# Yeehaw Canney Got A Job



## canney (Sep 2, 2007)

For a Christmas present this past December I was informed by the company I worked for that they were not going to renew my contract  I had been working for them since 91. They were bought by an investment company and this was a step that they felt necessary to increase their bottom line. Well long story short, Sales are now in the toilette.
Now its 6 months later and I was just informed that I passed final steps in the hiring process (background,credit, and pee test) and will start a new gig next week 
Well the party is over, so from now till I get my butt to work I have laid out these smokes to burn up.


----------



## Brazilla-cl (Feb 20, 2008)

Congrats! On the cigars, I'd start in the middle and work my way out.


----------



## boomerd35 (Apr 24, 2007)

Whatsa matter? You didn't have any good ones to smoke? Haha, J/K- those look super. And congrats on the new job!


----------



## Paint (Mar 1, 2008)

They look awesome ,like the look of that Cohiba/30 annv.


----------



## tobacmon (May 17, 2007)

nice line up and Congrats on your new endeavor--I needs one of them there *Culebras!!! 
*


----------



## DOZER (Sep 30, 2007)

Congrats! Nice selection!!


----------



## canney (Sep 2, 2007)

paint said:


> They look awesome ,like the look of that Cohiba/30 annv.
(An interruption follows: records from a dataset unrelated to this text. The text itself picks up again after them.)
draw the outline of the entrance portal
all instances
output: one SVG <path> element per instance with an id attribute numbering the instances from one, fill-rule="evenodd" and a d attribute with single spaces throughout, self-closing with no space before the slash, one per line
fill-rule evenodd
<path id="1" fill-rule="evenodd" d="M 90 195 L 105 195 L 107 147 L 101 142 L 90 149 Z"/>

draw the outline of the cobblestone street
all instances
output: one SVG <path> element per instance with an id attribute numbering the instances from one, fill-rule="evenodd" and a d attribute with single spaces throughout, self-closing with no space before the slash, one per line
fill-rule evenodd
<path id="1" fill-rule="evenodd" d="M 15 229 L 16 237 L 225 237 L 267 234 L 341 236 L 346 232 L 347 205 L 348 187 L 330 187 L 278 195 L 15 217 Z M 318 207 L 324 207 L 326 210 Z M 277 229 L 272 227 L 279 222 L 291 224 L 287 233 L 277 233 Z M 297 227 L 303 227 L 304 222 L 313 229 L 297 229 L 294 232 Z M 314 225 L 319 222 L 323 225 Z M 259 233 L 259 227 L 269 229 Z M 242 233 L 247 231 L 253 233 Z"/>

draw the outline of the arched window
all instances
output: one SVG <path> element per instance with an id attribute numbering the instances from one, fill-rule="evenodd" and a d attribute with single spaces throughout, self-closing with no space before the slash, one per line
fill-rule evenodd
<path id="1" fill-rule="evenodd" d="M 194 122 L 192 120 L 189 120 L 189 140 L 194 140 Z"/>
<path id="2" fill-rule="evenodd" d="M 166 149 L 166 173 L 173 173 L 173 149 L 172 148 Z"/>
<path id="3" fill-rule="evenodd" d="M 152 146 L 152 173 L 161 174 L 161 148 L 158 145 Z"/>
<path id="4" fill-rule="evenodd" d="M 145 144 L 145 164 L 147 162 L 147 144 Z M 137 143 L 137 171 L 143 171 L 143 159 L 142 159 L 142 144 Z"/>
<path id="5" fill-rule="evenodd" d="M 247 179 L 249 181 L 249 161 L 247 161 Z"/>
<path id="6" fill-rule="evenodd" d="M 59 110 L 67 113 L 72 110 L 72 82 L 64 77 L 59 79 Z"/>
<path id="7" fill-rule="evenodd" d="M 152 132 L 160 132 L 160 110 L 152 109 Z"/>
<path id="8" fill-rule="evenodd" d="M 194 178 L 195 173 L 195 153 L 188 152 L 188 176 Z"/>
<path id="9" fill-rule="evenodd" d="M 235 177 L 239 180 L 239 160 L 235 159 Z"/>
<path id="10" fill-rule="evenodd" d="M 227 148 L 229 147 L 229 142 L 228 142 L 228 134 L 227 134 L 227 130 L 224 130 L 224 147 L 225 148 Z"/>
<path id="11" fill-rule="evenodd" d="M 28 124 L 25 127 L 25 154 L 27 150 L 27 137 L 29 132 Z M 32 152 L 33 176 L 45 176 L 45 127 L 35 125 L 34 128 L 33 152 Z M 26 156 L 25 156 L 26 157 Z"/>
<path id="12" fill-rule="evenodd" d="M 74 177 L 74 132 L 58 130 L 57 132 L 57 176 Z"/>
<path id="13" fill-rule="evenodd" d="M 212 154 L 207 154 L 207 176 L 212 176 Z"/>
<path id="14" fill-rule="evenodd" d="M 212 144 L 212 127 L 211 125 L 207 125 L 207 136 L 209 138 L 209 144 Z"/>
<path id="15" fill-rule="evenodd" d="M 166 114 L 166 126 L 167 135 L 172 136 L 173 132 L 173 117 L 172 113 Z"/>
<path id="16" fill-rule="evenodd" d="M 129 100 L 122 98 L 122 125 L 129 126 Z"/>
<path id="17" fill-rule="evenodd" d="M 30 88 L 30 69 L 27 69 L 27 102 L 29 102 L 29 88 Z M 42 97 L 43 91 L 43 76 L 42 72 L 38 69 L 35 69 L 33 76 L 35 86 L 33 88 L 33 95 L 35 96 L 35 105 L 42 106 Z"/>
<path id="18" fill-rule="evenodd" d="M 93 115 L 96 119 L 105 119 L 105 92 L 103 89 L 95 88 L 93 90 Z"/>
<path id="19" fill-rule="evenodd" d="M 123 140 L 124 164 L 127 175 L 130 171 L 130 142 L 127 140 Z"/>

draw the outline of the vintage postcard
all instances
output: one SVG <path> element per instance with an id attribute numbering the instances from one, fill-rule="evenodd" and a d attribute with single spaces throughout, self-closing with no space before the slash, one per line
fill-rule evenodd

I'm sure its a fake but Ive been sitting on it for a long time


----------



## Deuce Da Masta (Dec 4, 2006)

what a hell of a line up!


----------



## Matt257 (Jan 3, 2008)

canney said:


> I'm sure its a fake but Ive been sitting on it for a long time


I must admit it looks fake  but still looks tasty as hell!! Awesome line up and congrats on the new job


----------



## karmaz00 (Dec 5, 2007)

heck of a lineup


----------



## big04deuce (May 16, 2008)

Very nice variety!!!


----------



## Ceedee (Jun 2, 2006)

Congrats Greg, that's awesome news! Ya sure got some tasty looking cee-gars too 

CD


----------



## LkyLindy (Feb 1, 2008)

Great news Greg--I'll smoke one in your honor tonight


----------



## amateurke (Mar 28, 2008)

Congrets on your new job Greg, and on the choise of your cigars!!


----------



## aljrka (Dec 3, 2007)

I believe that Cohiba is a fake, I'll look next week when I go to Hong Kong at the box I've got and I'll let ya know. I scored a box from an auction in London a while back, a partial box. The only way to know is a serial number posted on the box. Anyhow great freakin' smokes!!!


----------



## howland1998 (Dec 17, 2007)

Congrats Greg!!! Nice line-up.:dribble::dribble::dribble:


----------



## tekhnu (Jun 10, 2007)

cool. congrats on the new gig. 

I wish my stash looked like that after I was out of work the entire year of 2006. Mine looked like more of a bargin bin in the clearance section. nothing over 2 bucks.


----------



## happy1 (Jun 29, 2007)

Congrats bro!


----------



## smokinj (Jan 16, 2008)

*Super line-up! Congrats on the job*


----------



## chinomalo (Feb 25, 2008)

Congrats on the job!!

Fake or not, smoke them left to right.. 

Oh, and don't forget the beverages to wash it down!


----------



## canney (Sep 2, 2007)

Thanks everyone.
First day done, I forgot what work was. 
I sure would like to win the lotto.


----------



## Toasted Coastie (Feb 16, 2008)

canney said:


> Thanks everyone.
> First day done, I forgot what work was.
> I sure would like to win the lotto.


:lol:
I feel the same way man...


----------



## canney (Sep 2, 2007)

Work Sucks


----------



## KaiSQ (Aug 4, 2008)

I feel for you man, but I'm one of THOSE people who like their work.


----------



## marquelcg (Jul 19, 2008)

congrats on the job and enjoy the smokes


----------



## ronhoffman2-cl (Jun 8, 2008)

canney said:


> Work Sucks


Are we to take it that the new job isn't too great?


----------



## JonDot (Mar 7, 2008)

Sorry to hear the new job sucks.


----------



## m69c44 (Nov 5, 2007)

canney said:


> Work Sucks


I hear you brother


----------



## EKGOTSKILLZZ (Jun 17, 2008)

that's what's up!


----------



## Oxman (Jun 28, 2008)

I'll take "Resurrected Threads" for $300, Alex!


----------



## happy1 (Jun 29, 2007)

canney said:


> Work Sucks


Beats Welfare


----------